Quando per vari motivi la mano dello Stato è venuta meno, e il management delle azienda inizia a pensare in ottica globale i motivi per rimanere in Italia vengono meno. Perché tutti gli incentivi dati non venivano dal nulla, ma in qualche modo si dovevano finanziare (con il cuneo fiscale) e questo è un grosso onere per le imprese che vedono le loro performance finanziare danneggiate dalla voracità di un fisco aggressivo e sempre più avido di risorse per tenere in piedi il grosso carrozzone dello Stato e del Debito Pubblico Italiano.

Per via di queste politiche di brevissimo periodo (spesso di portata anche minore dei periodi elettorali) è sempre stato preferito mangiare l’uovo oggi anziché buttare l’occhio a cosa si poteva mangiare domani; in definitiva ci siamo mangiati tutte le uova e non ci sono rimaste più galline ne da mangiare, ne per fare nuovi uova.

Lo Stato Italiano avrebbe dovuto garantire delle Politiche Industriali ben più sostenibili nel lungo periodo, lasciando da parte il ruolo attivo di smorzatore degli effetti di mercato (con aiuti, sussidi, cassintegrazioni) ma rendendosi un facilitatore dell’attività imprenditoriale, abbattendo l’ingiustificata burocrazia che limita la produttività aziendale, semplificando e riducendo il cuneo fiscale e le aliquote (magari anche attraverso l’eliminazione delle tax expenditure, che non sono altro che forme velate di incentivi), garantendo le migliori infrastrutture possibili e il miglior costo delle facility ma lasciando alle aziende la possibilità di competere in maniera agile e reattiva sul mercato, anziché imprigionarle in uno Stato che fa da socio di maggioranza di ogni attività economica senza fornire l’apporto di capitali o di servizi che gli competerebbero.

Perché la più tutelante forma di welfare è avere un sistema industriale competitivo sui mercati internazionali e questo non può prescindere da una rivisitazione del ruolo dello Stato nelle politiche industriali.

Ma forse è proprio perché in Italia, il dibattito sulle politiche industriali è ridotto ai minimi termini e ce ne ricordiamo solo quando escono notizie di aziende che minacciano di chiudere per andare in paesi che offrono migliori condizioni, ed attenzione non solo paesi emergenti delle Far East o dell’Est Europa ma spesso sono anche paesi molto vicini a noi come l’Austria o la Svizzera.
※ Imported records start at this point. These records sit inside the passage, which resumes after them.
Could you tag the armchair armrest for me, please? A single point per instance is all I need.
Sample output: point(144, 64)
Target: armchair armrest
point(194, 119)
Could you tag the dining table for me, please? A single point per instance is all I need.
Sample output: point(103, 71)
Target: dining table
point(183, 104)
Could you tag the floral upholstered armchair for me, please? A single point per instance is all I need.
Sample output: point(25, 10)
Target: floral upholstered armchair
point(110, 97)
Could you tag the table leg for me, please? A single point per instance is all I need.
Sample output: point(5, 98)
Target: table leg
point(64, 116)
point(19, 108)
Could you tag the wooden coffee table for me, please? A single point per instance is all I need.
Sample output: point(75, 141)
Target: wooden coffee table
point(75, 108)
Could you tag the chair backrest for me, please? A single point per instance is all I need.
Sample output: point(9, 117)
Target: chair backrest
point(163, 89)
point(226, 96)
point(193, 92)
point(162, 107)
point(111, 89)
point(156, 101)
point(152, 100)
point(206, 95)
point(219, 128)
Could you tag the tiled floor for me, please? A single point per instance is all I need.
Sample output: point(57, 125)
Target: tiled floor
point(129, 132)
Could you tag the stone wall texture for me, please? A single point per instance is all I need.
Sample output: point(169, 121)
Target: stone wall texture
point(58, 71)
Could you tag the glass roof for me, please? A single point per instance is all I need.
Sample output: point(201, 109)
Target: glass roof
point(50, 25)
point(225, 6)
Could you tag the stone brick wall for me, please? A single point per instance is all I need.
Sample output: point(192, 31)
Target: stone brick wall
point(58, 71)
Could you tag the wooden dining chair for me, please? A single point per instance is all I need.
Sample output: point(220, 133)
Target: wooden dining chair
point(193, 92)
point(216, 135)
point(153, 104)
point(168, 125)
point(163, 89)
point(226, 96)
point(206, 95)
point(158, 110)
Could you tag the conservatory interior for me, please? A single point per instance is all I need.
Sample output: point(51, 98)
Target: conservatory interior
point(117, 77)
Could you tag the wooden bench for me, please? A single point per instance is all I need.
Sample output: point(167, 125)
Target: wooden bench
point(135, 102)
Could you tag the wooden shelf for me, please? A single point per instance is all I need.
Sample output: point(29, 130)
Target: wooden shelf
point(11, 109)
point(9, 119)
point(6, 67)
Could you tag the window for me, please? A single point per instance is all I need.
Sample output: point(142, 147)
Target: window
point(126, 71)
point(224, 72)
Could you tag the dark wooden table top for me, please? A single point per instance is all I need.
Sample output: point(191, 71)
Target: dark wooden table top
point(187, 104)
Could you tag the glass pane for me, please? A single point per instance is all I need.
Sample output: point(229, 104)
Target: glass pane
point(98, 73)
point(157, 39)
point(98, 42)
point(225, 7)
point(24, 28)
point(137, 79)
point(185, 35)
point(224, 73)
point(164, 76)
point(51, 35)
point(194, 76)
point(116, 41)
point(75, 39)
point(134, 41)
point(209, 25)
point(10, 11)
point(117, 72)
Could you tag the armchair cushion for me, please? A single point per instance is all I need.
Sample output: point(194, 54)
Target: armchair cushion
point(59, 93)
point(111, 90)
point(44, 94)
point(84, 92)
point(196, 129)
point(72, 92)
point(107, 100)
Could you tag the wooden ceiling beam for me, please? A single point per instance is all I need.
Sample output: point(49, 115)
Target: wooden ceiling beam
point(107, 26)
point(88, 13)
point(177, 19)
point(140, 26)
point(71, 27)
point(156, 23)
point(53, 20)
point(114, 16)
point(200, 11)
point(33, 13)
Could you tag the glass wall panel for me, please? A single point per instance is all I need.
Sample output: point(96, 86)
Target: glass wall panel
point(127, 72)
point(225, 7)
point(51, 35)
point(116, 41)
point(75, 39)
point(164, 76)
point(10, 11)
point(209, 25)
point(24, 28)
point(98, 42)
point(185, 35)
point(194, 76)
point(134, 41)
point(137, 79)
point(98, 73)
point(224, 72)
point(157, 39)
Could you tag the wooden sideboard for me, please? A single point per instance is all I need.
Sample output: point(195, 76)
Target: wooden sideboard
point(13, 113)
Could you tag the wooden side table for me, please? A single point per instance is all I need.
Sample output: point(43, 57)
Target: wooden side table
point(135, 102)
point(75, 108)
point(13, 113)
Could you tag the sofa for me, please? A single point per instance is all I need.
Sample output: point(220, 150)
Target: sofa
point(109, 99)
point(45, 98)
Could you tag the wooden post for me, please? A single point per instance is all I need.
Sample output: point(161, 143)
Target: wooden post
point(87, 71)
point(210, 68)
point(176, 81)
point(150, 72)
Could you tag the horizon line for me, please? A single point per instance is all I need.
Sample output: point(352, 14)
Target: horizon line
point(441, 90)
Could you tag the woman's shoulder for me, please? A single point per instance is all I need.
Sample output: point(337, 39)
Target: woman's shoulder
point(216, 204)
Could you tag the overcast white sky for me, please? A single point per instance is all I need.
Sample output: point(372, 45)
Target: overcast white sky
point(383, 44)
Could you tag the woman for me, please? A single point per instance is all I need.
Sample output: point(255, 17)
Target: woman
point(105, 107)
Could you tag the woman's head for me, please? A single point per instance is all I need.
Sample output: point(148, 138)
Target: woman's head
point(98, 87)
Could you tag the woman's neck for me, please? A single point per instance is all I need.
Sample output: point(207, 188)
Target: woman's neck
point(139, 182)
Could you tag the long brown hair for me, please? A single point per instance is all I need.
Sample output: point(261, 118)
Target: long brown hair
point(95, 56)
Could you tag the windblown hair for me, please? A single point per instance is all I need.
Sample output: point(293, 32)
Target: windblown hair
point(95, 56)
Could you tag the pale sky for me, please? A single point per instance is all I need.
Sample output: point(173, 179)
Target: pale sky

Per cui non c’è da meravigliarsi se le imprese decidono di spostarsi come nel caso FIAT/FCA o se decidono di chiudere i loro impianti come nel caso della Electrolux per via dell’elevato costo del lavoro (che rimane tra i più cari d’Europa seppur al netto risulti essere tra i più bassi d’Europa proprio per via del cuneo fiscale) perché in un mercato libero le imprese si muovono dove riescono a trovare le migliori opportunità. Il problema è che in Italia le opportunità languono…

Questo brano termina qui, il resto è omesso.